In der Früh strömten alle Frauen in der Siedlung aus ihren Einfamilienhäusern und liefen im Laufschritt Richtung Fabrik. Im Sommer zogen sie ihre dünnen Strickjacken quer über dem Bauch zusammen, um sich vor dem kalten Frühtau zu schützen.

Nur bei Schnürlregen waren die Jacken offen, weil die Jackenhand zur Regenschirmhand umfunktioniert werden musste. Die zweite Hand hielt wie immer die Zigarette.

Der Brandelik war eine kleine Fabrik mitten im Ort, gleich daneben stand das einzige Haus mit Swimmingpool im Garten. Wir schlichen uns manchmal über die hoch gewachsene Wiese an, um einen Blick über die Hecke zu werfen. Einen Blick in unsere Zukunft, wie wir damals glaubten. Manchmal gelang es uns auch, nah genug an die hohen Fabrikfenster zu kommen, um die riesigen Ballen mit bunten Wollfäden zu sehen.

In der Fabrik wurden Strickjacken gefertigt. Zu einer Zeit, als noch jede junge Frau einen Strickpullover und darüber eine gleichfarbige Strickweste trug, war das ein Bombengeschäft. Die Strickmaschinen standen nicht mehr still. Tag und Nacht wurden Strickensembles gefertigt, Tag und Nacht liefen die Frauen aus dem Ort im Laufschritt in die Fabrik.
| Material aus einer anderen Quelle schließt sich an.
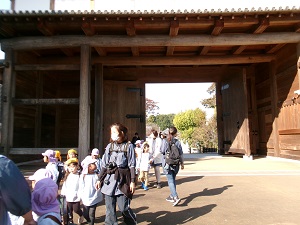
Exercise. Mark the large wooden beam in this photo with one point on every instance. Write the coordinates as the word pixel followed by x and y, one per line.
pixel 63 41
pixel 184 60
pixel 44 101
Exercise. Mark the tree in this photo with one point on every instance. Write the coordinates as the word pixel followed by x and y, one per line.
pixel 186 123
pixel 210 102
pixel 151 107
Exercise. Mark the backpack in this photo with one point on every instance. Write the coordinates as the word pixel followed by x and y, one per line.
pixel 173 155
pixel 61 172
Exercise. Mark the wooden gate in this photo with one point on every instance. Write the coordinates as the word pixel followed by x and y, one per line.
pixel 124 102
pixel 235 114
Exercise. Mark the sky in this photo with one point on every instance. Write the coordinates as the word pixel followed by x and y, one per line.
pixel 188 95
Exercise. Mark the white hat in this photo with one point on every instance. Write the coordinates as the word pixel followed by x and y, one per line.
pixel 95 151
pixel 85 164
pixel 40 174
pixel 138 142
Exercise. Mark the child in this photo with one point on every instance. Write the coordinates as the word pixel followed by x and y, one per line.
pixel 44 202
pixel 49 158
pixel 70 189
pixel 72 153
pixel 60 167
pixel 95 155
pixel 144 165
pixel 90 196
pixel 39 175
Die Strickensembles wurden in gut gehenden Geschäften in der Innenstadt verkauft. Jedes Ensemble wurde in durchsichtigen Plastiksäcken in die Regale gesteckt und nur auf Anfrage der Kunden hervorgeholt. Der feine Zwirn sollte nicht beschädigt werden. Nicht auszudenken, wenn Motten in das Geschäft gekommen wären. Neue Ensembles wurden vorsichtig befühlt, davor mussten allerdings die Finger symbolisch am Rock abgewischt werden. Die neuesten Farben wurden mit anerkennendem Nicken goutiert. Die Strickwaren aus dem Ort waren weithin bekannt. Dass sie aus unserem Ort kamen, wusste aber niemand, deshalb wurden wir auch nie berühmt. Ich könnte jetzt vielleicht erzählen, dass man von der Fabrik aus einen tollen Blick auf Schloss Goldenstein hat und dass dort Romy Schneider zur Schule ging. Berühmt wurde der Ort aber auch deswegen nicht.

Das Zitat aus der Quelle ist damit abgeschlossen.